If you can use Docker containers to host individual applications, why would you want to containerize an entire operating system inside a system container using a technology such as OpenVZ and LXD? Keep reading for insights on use cases for system containers.
Since Docker’s launch in 2013, containers have become popular primarily because they can be used to run individual applications—or even just parts of applications—inside isolated environments.
The main advantage of doing this instead of using virtual machines to host applications is that you don’t have to duplicate a complete operating system just to run an application. In other words, with Docker, there is no need to run a host OS and a guest OS inside the container. Instead, you just have an OS on the host and an application inside the container.

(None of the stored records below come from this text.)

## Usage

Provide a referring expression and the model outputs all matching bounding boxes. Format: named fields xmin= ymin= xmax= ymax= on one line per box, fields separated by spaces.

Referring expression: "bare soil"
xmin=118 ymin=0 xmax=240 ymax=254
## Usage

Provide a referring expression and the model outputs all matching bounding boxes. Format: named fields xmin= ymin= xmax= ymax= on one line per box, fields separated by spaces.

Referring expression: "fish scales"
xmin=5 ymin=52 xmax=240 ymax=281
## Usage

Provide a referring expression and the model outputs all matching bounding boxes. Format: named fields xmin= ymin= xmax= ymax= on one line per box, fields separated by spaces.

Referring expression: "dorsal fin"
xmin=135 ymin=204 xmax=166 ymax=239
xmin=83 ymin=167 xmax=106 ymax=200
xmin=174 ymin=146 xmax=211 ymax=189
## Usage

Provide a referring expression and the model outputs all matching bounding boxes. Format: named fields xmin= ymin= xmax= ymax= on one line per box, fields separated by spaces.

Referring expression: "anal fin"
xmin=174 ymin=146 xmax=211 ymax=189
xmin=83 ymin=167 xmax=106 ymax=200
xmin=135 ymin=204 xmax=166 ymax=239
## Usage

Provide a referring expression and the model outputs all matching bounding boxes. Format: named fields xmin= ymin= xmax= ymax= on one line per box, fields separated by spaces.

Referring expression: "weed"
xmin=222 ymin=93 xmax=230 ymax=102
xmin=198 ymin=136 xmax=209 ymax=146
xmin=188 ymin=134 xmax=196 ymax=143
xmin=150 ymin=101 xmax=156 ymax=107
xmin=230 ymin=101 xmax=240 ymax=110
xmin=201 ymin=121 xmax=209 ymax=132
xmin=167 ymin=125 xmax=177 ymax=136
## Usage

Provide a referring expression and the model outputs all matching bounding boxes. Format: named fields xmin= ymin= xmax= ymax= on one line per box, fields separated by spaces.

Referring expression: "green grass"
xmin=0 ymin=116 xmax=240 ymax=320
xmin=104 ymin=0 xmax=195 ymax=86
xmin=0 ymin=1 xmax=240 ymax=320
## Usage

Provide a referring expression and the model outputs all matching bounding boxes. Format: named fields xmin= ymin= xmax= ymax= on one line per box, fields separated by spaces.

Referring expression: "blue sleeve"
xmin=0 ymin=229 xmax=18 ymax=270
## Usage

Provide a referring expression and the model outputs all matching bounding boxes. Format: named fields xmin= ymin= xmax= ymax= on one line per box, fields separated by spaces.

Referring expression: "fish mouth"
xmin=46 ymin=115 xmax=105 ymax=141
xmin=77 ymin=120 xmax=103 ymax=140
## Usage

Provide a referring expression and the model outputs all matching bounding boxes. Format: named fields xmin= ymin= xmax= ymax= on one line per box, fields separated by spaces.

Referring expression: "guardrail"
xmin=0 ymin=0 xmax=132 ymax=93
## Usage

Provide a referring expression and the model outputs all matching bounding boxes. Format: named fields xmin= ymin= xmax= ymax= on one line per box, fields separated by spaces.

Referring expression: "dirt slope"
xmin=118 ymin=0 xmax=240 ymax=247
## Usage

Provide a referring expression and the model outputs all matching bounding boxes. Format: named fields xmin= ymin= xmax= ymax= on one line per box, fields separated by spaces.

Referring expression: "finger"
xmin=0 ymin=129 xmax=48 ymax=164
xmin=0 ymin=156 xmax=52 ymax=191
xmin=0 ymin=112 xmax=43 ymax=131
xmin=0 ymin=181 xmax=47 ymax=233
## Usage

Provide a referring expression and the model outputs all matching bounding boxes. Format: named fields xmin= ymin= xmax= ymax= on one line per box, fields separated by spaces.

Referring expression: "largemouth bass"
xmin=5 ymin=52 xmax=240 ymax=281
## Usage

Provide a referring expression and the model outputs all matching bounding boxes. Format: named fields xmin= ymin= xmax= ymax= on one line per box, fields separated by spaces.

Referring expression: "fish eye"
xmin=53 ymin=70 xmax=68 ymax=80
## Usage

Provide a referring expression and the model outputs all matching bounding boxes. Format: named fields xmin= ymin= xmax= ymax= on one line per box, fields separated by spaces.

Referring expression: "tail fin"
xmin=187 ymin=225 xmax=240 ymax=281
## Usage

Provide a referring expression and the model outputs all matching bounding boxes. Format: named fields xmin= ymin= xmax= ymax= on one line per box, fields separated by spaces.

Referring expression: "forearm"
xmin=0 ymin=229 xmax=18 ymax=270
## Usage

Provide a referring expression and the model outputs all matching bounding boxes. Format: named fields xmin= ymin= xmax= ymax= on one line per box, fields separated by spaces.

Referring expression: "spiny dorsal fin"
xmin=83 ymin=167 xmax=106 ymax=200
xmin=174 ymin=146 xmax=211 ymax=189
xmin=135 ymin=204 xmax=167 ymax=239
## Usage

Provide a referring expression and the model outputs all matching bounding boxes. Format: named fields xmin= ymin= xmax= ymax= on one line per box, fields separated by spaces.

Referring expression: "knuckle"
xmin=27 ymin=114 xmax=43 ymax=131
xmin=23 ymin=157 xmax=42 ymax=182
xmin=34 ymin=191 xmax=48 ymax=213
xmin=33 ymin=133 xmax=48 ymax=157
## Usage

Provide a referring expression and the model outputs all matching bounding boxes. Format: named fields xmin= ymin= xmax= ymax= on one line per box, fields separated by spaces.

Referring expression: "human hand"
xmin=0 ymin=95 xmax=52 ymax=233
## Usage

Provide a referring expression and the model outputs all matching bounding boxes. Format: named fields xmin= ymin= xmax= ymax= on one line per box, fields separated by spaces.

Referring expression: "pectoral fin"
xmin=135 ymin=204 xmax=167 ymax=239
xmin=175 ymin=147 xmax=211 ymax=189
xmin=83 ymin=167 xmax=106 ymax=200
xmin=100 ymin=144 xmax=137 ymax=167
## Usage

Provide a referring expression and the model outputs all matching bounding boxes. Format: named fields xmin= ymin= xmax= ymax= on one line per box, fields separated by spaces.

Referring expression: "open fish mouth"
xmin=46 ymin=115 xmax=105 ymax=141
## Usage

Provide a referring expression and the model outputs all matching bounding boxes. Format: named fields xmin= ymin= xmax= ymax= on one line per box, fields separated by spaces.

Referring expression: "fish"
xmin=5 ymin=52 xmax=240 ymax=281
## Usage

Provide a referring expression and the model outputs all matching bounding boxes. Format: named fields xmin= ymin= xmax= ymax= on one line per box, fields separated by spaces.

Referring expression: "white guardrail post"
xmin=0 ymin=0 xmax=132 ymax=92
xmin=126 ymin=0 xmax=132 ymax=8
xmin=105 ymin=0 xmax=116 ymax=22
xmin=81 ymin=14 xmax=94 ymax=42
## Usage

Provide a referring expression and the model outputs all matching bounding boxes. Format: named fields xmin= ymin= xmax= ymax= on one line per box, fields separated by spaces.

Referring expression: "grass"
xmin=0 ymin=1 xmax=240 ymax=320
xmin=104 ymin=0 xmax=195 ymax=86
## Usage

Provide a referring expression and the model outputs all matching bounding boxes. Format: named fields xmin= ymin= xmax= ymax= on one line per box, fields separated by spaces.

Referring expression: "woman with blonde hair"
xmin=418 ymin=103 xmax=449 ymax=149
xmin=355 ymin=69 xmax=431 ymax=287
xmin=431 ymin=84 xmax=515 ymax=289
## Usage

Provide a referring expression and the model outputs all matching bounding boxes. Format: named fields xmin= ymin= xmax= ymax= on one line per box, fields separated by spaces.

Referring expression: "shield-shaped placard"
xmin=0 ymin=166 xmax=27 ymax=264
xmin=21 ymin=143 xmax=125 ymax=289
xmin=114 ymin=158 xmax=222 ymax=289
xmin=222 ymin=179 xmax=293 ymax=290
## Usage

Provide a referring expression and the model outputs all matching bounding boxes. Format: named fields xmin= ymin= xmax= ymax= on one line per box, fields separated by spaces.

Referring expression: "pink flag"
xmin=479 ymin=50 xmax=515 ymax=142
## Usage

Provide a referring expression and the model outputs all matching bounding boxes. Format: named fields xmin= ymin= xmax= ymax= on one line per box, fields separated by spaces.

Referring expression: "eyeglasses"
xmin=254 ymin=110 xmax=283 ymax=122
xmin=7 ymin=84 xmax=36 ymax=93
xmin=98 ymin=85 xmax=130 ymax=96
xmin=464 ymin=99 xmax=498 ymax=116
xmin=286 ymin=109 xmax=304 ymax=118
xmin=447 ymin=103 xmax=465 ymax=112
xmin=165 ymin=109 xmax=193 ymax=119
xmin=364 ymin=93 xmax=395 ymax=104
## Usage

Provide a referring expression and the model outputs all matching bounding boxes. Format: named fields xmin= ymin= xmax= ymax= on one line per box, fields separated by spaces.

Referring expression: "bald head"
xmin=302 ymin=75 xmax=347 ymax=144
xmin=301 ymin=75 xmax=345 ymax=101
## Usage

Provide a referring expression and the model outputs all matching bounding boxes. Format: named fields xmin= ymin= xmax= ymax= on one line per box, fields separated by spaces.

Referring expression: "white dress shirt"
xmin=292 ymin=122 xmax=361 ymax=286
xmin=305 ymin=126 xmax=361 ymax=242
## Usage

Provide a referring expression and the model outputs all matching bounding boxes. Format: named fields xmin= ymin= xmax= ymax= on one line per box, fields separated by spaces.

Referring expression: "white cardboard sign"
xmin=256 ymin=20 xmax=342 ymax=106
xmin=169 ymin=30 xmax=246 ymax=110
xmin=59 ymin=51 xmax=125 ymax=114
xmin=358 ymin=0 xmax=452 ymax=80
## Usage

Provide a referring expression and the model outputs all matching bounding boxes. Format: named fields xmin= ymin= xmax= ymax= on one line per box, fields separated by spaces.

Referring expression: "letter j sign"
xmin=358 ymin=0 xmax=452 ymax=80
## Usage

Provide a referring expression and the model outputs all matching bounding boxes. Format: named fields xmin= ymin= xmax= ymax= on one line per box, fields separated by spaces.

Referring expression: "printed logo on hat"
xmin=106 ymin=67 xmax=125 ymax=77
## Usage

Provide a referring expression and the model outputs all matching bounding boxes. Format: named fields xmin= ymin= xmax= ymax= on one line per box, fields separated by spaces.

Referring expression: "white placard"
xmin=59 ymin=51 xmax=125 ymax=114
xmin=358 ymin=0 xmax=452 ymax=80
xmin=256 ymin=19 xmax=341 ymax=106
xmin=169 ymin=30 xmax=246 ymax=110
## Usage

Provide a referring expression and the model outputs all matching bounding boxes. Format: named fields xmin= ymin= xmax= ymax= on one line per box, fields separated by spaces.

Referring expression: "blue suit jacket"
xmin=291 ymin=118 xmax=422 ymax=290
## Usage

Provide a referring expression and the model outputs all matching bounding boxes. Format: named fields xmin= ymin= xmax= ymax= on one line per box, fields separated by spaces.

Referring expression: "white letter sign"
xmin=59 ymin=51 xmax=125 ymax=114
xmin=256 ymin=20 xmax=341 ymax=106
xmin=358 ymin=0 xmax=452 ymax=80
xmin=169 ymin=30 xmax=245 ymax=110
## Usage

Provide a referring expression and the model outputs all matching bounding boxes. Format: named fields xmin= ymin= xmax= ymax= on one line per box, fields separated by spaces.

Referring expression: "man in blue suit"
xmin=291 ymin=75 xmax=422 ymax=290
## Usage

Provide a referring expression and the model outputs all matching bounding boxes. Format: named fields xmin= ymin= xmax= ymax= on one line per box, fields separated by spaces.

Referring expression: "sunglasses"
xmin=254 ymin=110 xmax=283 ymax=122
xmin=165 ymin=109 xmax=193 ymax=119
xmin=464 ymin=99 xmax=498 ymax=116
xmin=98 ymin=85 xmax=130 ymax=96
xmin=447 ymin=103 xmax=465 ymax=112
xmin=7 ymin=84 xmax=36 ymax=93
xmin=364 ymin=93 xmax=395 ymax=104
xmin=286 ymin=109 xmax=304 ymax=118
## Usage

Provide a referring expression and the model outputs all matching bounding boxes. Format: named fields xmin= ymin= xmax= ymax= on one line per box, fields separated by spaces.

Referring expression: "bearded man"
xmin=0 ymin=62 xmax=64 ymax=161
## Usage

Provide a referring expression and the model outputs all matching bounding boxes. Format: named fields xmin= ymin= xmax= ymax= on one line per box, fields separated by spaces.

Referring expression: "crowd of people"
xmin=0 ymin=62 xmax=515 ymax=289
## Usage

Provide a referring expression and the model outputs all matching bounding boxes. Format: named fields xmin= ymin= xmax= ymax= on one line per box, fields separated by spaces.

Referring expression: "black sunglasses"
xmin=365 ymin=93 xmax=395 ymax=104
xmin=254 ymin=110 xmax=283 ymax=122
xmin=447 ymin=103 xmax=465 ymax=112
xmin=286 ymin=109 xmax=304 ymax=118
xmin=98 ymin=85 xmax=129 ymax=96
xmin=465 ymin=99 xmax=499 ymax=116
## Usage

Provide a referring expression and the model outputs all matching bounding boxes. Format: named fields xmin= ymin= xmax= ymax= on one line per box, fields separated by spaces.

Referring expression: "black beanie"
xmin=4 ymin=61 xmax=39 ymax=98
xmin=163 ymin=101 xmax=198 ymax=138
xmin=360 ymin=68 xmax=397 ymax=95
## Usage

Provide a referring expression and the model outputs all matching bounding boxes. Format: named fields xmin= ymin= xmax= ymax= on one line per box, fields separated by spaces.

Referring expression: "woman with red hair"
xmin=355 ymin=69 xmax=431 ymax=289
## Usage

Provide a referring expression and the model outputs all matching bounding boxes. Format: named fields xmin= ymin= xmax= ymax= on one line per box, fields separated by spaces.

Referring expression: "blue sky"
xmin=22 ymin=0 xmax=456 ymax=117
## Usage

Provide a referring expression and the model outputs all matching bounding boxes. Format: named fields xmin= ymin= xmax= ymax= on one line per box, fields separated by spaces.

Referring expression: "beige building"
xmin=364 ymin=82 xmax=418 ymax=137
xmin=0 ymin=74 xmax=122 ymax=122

Meanwhile, if you use a full-blown virtual machine, it’s probably because you need functionality that you can’t get from Docker. This could include the ability to run an application written for Linux on a Windows host server, or vice versa. Or maybe you want the strict isolation between the host system and guest applications that only a virtual machine can provide.
In sum, if you want to cross the divide between different types of operating systems or need a high level of isolation, use virtual machines. Otherwise, use Docker containers, which are not OS-agnostic or strictly isolated from the host, but which are lighter-weight.
System Container Use Cases
Unlike a virtual machine, a system container is not OS-agnostic. You can’t run a Windows guest inside a system container on a Linux host.
System containers also are not as isolated from the host OS as are virtual machines.
So, why would you want to run a system container at all? Why not just use Docker application containers? Consider the following use cases for system container platforms such as LXD or OpenVZ:
- You want to run many guest operating systems on a single host. Since system containers have less overhead than virtual machines, you can achieve fit more guests onto a host when using system containers.
- You want an easy, resource-efficient way of creating virtual private servers without having to use full virtualization. If you have a single physical server and want to create a set of virtual servers on it without the overhead of virtual machines, system containers are the way to go. Each system container can offer root access and full control to users.
- You want fast start-up times. Using LXD, I can start an Ubuntu system container in about 10 seconds. It would take much longer to boot an Ubuntu virtual machine on KVM or VMware.
Those are the main advantages of system containers that come to my mind. The list is relatively short, which helps to explain why Docker remains a much more important force in the container world than LXD and OpenVZ. But the latter have their place.